And I didn't believe a second of it. It's not that Nicholson can't play an ordinary man. He turned in one of his greatest (and least seen) performances as just that in Tony Richardson's underrated muckraking drama "The Border." But he's getting praise here for much the same reason that William Hurt got praise for playing a homosexual in "Kiss of the Spider Woman": The audience knows it isn't true. Nicholson does a good impersonation of a middle-aged Midwesterner. What he doesn't do is get under the skin of the character. We accept Schmidt because it's Killer Jack in the role. We know he doesn't really have to go to bed with this old woman (one critic I know assumed at first that Helen was meant to be Schmidt's mother) or putter around in his pressed Dockers.
Nicholson's performance is so obviously a piece of acting that we can keep Schmidt at a comfortable distance, which is something you can't say about Len Cariou in the small role of Schmidt's best friend, Ray. Cariou's Ray is a guy you believe you might run into a hardware store or behind the desk in an insurance office. There are fine streaks of bitterness and tenderness in the performance that make you believe this man has actually led this life. Nicholson, essentially, has reaped the benefits that actors often do when they wipe out everything that made them fun to watch in the first place. Nobody really needs to see Nicholson resorting to his trademark mugging. But when you go to see a Jack Nicholson performance, you don't want to feel you're watching Lloyd Nolan, either.

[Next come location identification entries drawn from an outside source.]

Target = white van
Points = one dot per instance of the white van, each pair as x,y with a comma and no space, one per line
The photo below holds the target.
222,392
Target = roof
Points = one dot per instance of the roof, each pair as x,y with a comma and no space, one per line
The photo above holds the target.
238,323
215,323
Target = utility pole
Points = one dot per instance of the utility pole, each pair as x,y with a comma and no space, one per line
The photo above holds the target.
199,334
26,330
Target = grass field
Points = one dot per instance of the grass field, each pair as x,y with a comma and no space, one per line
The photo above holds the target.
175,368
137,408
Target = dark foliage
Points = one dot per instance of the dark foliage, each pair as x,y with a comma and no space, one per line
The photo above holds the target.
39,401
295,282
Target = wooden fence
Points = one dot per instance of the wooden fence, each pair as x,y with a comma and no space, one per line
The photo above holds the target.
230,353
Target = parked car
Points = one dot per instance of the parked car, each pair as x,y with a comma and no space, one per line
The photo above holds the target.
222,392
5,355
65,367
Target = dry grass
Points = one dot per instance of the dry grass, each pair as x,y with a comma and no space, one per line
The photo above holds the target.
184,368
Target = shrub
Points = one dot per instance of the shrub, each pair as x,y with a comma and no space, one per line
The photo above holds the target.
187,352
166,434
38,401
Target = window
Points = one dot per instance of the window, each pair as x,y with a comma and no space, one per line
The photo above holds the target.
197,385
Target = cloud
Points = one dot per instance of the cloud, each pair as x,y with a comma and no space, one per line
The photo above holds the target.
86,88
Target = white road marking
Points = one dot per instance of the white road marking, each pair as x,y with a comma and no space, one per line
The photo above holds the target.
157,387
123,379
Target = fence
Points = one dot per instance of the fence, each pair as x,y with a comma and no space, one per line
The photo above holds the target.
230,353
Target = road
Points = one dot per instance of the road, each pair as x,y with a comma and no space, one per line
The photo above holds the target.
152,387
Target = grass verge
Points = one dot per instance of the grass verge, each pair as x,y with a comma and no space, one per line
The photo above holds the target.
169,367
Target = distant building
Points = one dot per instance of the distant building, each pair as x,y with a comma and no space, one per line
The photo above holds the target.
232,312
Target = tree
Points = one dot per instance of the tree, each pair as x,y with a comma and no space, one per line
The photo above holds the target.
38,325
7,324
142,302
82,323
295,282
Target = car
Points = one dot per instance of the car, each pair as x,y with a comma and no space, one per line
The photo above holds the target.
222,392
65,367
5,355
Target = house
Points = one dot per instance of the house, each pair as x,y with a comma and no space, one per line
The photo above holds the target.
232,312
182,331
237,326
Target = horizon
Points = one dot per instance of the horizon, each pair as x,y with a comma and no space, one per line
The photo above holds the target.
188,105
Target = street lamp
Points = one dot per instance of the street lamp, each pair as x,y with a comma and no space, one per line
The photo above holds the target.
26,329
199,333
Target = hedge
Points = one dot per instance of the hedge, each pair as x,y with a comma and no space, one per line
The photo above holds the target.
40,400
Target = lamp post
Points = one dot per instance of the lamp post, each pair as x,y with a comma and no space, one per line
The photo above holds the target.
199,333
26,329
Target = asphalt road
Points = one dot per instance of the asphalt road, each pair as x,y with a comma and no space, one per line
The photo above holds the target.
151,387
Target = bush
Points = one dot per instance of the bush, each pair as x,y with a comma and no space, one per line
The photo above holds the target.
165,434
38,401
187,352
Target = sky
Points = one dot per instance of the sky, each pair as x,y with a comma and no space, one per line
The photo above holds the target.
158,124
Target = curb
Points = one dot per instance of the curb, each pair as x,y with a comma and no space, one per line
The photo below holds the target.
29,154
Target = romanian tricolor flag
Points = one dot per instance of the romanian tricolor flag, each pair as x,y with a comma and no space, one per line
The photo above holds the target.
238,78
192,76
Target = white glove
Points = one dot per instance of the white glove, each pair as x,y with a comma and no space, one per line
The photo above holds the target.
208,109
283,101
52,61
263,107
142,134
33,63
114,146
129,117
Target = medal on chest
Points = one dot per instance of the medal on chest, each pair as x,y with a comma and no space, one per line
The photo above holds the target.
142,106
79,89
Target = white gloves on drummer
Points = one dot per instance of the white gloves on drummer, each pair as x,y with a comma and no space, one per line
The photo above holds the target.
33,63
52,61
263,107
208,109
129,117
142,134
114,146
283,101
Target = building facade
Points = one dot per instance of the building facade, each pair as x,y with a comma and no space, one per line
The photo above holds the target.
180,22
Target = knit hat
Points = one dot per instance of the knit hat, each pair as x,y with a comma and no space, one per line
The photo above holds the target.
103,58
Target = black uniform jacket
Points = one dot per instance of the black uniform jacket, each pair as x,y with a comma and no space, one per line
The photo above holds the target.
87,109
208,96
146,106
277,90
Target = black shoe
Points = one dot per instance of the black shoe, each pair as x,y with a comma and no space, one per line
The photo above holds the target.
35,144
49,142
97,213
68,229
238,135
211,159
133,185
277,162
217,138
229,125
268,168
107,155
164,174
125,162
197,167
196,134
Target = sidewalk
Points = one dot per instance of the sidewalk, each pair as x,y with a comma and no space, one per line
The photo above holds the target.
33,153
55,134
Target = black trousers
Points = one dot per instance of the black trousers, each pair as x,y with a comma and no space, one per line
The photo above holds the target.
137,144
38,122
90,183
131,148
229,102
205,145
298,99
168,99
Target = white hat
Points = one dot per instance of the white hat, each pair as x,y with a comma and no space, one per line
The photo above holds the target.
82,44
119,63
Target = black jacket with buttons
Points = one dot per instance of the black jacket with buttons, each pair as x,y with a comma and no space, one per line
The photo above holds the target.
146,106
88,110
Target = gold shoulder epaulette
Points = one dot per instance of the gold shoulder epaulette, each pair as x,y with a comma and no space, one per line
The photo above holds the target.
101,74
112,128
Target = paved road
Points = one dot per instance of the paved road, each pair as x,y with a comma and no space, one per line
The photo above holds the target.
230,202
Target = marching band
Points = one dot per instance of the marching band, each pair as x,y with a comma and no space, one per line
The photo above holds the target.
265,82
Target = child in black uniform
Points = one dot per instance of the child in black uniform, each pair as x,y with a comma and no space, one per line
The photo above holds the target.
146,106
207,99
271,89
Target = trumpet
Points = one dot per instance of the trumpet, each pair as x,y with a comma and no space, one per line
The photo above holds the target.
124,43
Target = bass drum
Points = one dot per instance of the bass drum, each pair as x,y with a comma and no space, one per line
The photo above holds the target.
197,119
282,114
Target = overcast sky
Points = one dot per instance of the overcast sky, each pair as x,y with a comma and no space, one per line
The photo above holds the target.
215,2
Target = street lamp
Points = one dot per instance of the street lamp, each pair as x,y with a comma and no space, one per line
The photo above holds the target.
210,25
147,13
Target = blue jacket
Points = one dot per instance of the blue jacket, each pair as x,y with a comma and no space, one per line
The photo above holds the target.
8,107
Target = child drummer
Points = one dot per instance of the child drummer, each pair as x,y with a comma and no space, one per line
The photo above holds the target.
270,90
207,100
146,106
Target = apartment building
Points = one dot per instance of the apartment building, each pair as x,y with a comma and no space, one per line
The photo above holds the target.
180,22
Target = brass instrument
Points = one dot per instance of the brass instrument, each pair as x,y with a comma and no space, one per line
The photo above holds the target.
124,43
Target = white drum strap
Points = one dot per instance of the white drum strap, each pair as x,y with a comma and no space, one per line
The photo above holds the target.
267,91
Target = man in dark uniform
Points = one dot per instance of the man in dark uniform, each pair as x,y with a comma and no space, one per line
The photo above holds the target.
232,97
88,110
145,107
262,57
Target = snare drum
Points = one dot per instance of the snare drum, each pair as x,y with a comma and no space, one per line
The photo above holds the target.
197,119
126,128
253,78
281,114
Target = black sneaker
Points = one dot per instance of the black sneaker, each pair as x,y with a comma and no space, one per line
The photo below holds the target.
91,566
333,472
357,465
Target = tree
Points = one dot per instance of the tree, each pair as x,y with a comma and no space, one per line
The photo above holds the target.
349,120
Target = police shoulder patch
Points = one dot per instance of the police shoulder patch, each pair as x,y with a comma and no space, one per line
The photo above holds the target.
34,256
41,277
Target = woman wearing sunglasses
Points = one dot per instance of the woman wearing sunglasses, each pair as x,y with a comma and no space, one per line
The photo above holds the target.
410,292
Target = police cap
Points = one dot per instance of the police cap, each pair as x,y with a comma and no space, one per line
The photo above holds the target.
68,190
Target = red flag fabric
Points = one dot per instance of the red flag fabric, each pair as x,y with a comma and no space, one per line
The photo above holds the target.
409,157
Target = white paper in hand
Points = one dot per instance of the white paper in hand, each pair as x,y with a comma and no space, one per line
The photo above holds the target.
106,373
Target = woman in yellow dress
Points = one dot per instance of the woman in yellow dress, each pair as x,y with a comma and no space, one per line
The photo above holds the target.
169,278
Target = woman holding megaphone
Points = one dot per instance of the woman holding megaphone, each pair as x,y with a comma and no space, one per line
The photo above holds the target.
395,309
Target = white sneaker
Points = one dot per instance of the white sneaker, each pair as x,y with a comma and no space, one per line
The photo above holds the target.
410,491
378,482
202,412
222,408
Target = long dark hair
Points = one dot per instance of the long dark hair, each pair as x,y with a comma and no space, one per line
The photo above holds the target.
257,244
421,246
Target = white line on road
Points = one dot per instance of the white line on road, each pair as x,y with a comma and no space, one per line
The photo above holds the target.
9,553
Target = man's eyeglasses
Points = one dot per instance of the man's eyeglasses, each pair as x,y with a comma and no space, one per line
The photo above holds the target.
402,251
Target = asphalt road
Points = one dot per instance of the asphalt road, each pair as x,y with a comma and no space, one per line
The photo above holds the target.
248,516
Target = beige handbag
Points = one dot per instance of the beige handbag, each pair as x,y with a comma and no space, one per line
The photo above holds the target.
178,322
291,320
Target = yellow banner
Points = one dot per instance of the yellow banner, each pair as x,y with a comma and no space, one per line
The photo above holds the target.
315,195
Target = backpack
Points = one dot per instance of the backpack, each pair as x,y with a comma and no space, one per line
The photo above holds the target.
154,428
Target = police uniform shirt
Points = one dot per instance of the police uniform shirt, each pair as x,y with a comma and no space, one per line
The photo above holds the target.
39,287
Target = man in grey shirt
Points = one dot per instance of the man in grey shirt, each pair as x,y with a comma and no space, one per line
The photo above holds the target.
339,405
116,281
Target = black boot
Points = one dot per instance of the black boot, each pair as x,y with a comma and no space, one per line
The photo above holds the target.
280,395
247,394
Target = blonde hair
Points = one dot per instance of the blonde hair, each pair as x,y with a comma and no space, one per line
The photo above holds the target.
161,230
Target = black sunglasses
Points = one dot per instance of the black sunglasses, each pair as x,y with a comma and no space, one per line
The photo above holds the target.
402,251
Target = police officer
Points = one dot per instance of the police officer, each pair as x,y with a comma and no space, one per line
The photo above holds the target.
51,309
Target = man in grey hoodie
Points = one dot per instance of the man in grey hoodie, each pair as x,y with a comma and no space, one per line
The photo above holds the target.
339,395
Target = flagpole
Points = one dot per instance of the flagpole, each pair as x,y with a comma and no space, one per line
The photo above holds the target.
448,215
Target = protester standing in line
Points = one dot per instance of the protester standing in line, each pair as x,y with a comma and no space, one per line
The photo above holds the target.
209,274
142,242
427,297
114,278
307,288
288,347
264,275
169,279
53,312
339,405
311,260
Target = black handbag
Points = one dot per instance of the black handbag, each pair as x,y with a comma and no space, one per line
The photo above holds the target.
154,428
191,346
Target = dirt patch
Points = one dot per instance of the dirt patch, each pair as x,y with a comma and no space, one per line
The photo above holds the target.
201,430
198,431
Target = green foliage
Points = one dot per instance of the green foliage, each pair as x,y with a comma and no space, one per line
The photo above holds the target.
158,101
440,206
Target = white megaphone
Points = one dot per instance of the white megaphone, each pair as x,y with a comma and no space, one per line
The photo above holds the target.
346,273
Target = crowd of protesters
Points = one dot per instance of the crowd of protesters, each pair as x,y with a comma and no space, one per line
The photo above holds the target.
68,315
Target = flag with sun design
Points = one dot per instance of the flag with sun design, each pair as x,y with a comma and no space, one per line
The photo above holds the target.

If scenes like the one where Schmidt receives Ndugu's drawing were to appear in a Lifetime original movie, critics would probably gag. But "About Schmidt" has been winning wide praise since it debuted on the festival circuit this past fall. How can critics fall for this movie's rank sentimentality? How can they fail to notice its hypocrisy? Payne is a singularly ungenerous filmmaker. You can't make a movie about a character who's reaching out for some human connection when at the same time you're ridiculing nearly everyone on-screen. How can you take Payne's treatment of Helen's death seriously when, just a few minutes earlier, he's included close-ups of her wrinkles and her armpit while Schmidt talks about how repulsed he is by her flesh and her smell?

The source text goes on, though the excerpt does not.